I had the pleasure of interviewing Ralph Kimball on one of his many visits to Slovenia, where he was always happy to come both to deliver trainings and to spend time relaxing and enjoying the beautiful Bled region. The interview was first published in Info SRC.SI 2005/Issue 42, p. 5-7.
1. This is your sixth visit to Slovenia. What brings you back?
Slovenia is a beautiful country and pleasant to visit. Also, the IT professionals in Slovenia are interested in data warehousing, which I teach each time I visit Slovenia!
2. You have been involved with data warehousing since its early beginnings. How do you see the evolving data warehouse from its early implementations to its recent widespread adoption? Do you believe data warehousing is fulfilling its promise to make information easier to access? What is still lacking?
In some ways, the goals of data warehousing have changed very little from the earliest days around 1980. The goal of the data warehouse has always been to be a “decision support system (DSS)”. Even though DSS is still a good description, using 2005 vocabulary, we would describe the data warehouse as a “platform for business intelligence”. In other words, our job as data warehouse professionals is to publish the data assets of an organization so as to most effectively serve as the foundation for business intelligence (BI) tools. That means we must prepare clean, reliable, simply formatted, understandable, high performance databases so that the BI tools can do their jobs most easily.

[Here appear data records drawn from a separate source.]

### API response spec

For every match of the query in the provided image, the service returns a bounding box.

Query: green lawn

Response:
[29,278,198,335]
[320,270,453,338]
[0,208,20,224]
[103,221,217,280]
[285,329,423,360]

In the last few years, the data warehouse has become noticeably more operational. We are loading more sales data, manufacturing data, inventory data, and financial transaction data than we did in the early years. This data has much larger volumes, and in many cases the operational end users need to see the data more quickly than before. The reduced latency of the data is what we call “real time”. Probably the best definition of real time is “anything that is too fast for your current ETL (extract transform load) system!
Finally, especially in the United States there is an increased need for compliance and transparency in financial reporting. The data warehouse often must “maintain custody” of data from its original creation all the way through to final paper reports. Ironically, this extra burden on the data warehouse has frequently made funding for data warehouse projects easier, because the senior executives of most companies are very aware of the demands for compliance and transparency.
Data warehousing will not fulfill its overall promise to make information easier to access until data warehouse designers fully understand how to design data warehouses for ease of access. That is the foundation for the approach, called dimensional modeling, that I teach. The ETL class here in Slovenia will teach the technical details of how to extract, clean, conform, and deliver data so as to be easy to use.
3. How do you comment the Kimball vs. Inmon approach? Which works?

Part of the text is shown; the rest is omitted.